Of course, since he didn't actually put any effort into researching his claims, the struggle was actually quite inexpensive, and likely the salary of his staff was paid for by the government. Most of the money went into his own bank account.
In a few short months, McCarthy was likely the most powerful man in Washington. There are those who claim that it was him who single handedly won the election for a dozen Republican senators, over the Democrat incumbents.
What's that you say? He also attacked his political opponents?! Yes! After the 1950 election, when a number of Democrats were accused of being "soft on communism," and subsequently lost the election, most people backed down for fear of the same thing happening again.
One who didn't was William Benton, Democratic Senator from Connecticut. Well, McCarthy couldn't let this stand, so he let loose a smear campaign. He claimed not only that Benton was "soft on communism," but that while he was Assistant Secretary of State, he had protected known Communists, and that he purchased and displayed various "lewd art works." Damned if McCarthy's tactics didn't work. Benton lost the 1952 election.
McCarthy didn't need evidence. A Senate committee headed up by Millard Tydings found that the State Department was clear of communist influence, and that McCarthy's charges were a hoax. Whenever challenged for evidence to back up his claims, McCarthy would refuse and simply make more accusations.
In 1953, he became chairman of the Senate Government Operations Committee. With the aid of his assistants, Roy Cohn and David Schine, he used his power to bully, harass, and make fanciful allegations of communist ties against hundreds of people. He never once produced a single piece of documentation, but his allegations were responsible for destroying the careers of almost everyone he accused. Even Dwight Eisenhower was afraid to confront McCarthy's claims.
This is the end... my only friend, the end...
More people were starting to realize what was going on, and McCarthy was losing support. In May of 1954, he went against the Army, and its secretary, Robert Stevens. At the Army-McCarthy hearings, which were televised and watched by over 20 million Americans, he fired off random accusations of communism, and alleged that they tried to cover up espionage at Fort Monmouth, New Jersey.

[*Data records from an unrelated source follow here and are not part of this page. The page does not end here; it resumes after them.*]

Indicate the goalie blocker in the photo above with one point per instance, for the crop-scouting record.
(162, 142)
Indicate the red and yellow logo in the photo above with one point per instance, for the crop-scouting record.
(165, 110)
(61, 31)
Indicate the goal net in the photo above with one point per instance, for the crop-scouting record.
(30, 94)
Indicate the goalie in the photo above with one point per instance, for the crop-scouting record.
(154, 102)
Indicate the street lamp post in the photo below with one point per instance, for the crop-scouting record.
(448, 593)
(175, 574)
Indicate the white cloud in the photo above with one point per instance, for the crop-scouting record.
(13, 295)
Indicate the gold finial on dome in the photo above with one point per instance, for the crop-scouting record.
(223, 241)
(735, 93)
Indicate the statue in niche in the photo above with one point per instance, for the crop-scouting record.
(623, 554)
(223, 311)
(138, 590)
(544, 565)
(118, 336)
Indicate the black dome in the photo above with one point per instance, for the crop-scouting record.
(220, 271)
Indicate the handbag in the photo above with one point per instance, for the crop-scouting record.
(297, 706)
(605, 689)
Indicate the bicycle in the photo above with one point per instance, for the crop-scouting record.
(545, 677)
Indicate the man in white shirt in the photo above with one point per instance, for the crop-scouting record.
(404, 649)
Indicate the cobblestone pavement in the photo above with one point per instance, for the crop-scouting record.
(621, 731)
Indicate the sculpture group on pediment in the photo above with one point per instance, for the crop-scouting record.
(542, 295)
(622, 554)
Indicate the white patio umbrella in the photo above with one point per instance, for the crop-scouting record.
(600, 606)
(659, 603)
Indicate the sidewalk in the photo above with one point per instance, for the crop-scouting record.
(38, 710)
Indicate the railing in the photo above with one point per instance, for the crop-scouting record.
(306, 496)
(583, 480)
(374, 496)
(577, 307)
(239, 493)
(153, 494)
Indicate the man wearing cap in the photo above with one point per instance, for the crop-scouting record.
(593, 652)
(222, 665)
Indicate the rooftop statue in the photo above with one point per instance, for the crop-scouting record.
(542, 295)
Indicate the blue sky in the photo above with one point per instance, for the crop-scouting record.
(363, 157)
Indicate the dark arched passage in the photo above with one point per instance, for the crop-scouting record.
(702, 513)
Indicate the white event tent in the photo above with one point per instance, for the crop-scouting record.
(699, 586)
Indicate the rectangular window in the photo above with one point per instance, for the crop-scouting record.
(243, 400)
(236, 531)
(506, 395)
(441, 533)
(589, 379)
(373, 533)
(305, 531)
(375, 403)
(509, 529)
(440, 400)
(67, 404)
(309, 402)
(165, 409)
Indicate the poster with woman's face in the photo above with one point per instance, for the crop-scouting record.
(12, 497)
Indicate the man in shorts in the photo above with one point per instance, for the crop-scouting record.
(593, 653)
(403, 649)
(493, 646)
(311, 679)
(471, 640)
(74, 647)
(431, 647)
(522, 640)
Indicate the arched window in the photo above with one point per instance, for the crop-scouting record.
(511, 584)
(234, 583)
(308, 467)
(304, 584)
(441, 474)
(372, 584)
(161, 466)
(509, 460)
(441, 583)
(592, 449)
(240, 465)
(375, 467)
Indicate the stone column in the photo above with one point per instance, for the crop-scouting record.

President Eisenhower helped the army stage its defense, which turned into an offence soon enough. The counsel for the army recalled how McCarthy used his influence to gain soft army positions for his aide Schine. The press turned against him as well, with Edward R. Murrow showing unedited clips of the senator's behavior.
Joe and his aides were cleared of the charges, however after the nation saw that his strategy really was nothing more than pointing at people at random and yelling "Commie!" his credibility was shot.
On December 2, 1954 the senate voted to condemn him for “conduct contrary to Senatorial traditions.” He tried to get a few of his bills passed after that, but failed quite miserably.
Despondent, he began to drink quite heavily, often being drunk for days at a time. This began to take its toll. On May 2, 1957 McCarthy died of peripheral neuritis as a result of alcohol-induced cirrhosis of the liver. His funeral was held in the Senate chambers, and he was buried in Appleton, Wisconsin.
Over time, his name has become synonymous with random false accusations of doing, or thinking, something that is currently politically unacceptable, designed more to destroy the career of the person accused than to actually bring them to trial and face jail time. While the accused may not be found guilty, people still remember the accusation, and their career dies as a result. It works for everyone from actors and directors to politicians.
McCarthyism is a bad thing. Actually showing proof is a good thing. Otherwise it is little more than a witch-hunt.